Honor Your Mother

Take a closer look – just how much do you resemble your mother? You may have been told that you have your mother’s eyes, her smile, her athletic ability or even her gift for gabOf all the genes you inherited, only a few determine physical features. What about all the rest that determine health and overall wellness? For better or worse, we are our mothers’ daughters, and knowing a little bit more about your mom and your family medical history could prove to be a life-saver.

Almost all diseases have a genetic base. Some follow straight and clear-cut patterns of inheritance; these are known as single-gene disorders and include sickle cell anemia and cystic fibrosis. Others, known as multi-factorial disorders, do not follow clear patterns of inheritance and are acquired through a combination of genes and behavioral and lifestyle habits, which can be improved to reduce your risk. Multi-factorial disorders include the “biggies,” like breast and ovarian cancer, heart disease, Alzheimer’s and diabetes.

Make getting healthier a project for you and your mother to work on together. Although you are not responsible for your mother’s health, you can commit to encouraging and motivating her to take positive action. 

Know Your Inherited Risk

Just because a disease or disorder is common to your family, there is no guarantee you will get it too – just that you may be at a higher than normal risk.

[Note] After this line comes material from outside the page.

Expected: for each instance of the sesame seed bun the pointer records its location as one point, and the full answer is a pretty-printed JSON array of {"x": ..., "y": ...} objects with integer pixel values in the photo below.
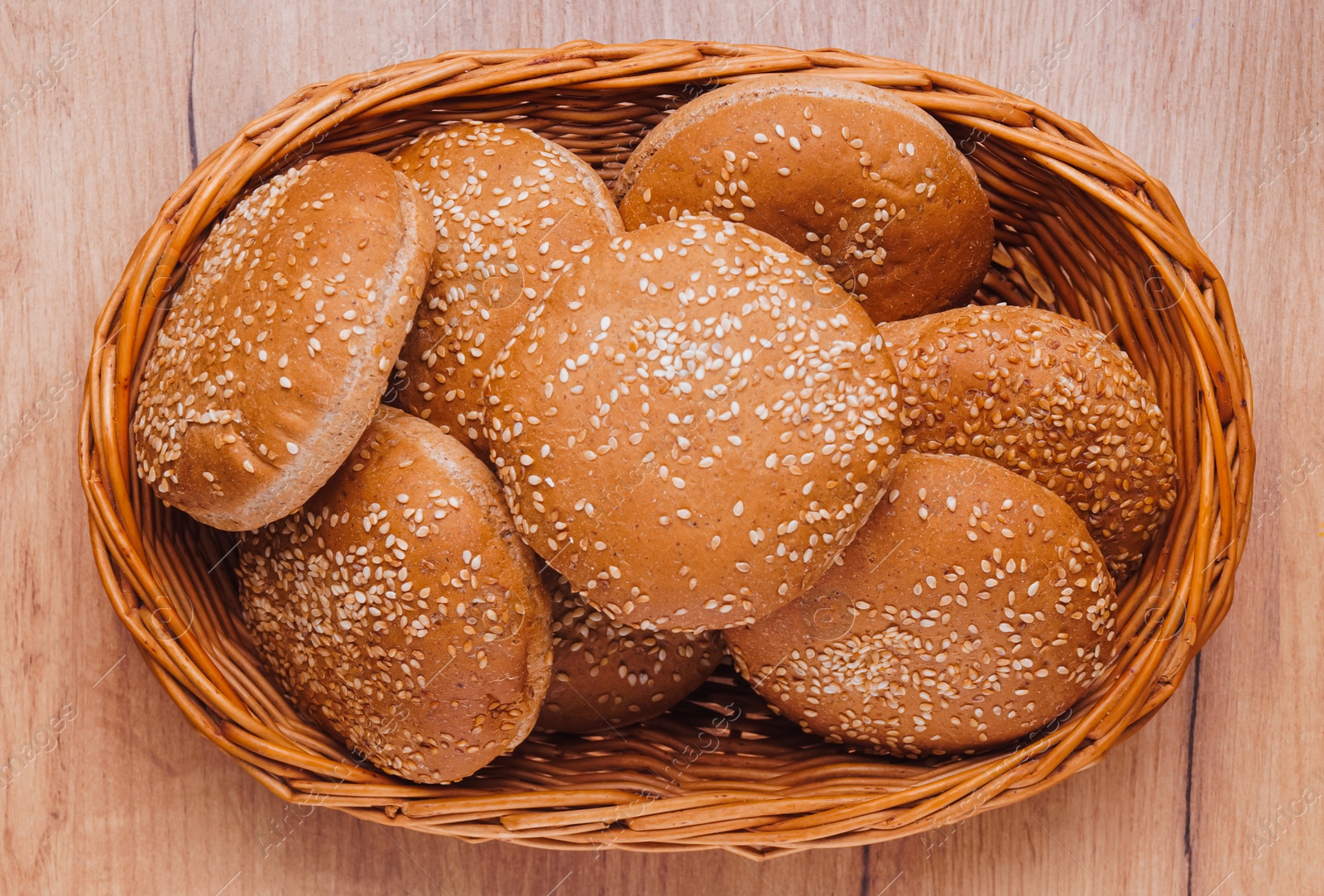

Here are two important first steps you can take:

  1. Review your family medical history together; remember to include children, parents, siblings, grandparents, aunts and uncles, cousins, nieces and nephews.
  2. Partner with your doctor to monitor your health and work on a plan to minimize the impact of your inherited risk for disease.

Lower Your Risk

Identify current lifestyle habits and rate your current physical and emotional health. Next, identify what you would like it to be. How can you bridge the gap? Commit to doing the things you already know you should do – but you don’t have to do all of them all at once; start with smaller goals and enjoy success before tackling more. Support each other via phone, the internet, or in person.

Both you and your mother have different strengths. Play into those strengths by assigning each of you an area of responsibility – see below for some ideas:

  • One of you can come up with healthier versions of family favorites, like a baked crunchy chicken recipe instead of the fried version.
  • The other can develop a walking plan, buy pedometers, and keep a log of steps.
  • One of you can find music or podcasts to introduce calm moments into each day.
  • If one of you smokes (or both of you do), promise each other to quit, see a doctor, join a support group and do whatever it takes!

Challenge each other and stay on track. Remind yourselves and each other of your goals and support each other through the chocolate cravings and lazy days! There is no better gift to give your mother this Mother’s Day than the gift of good health!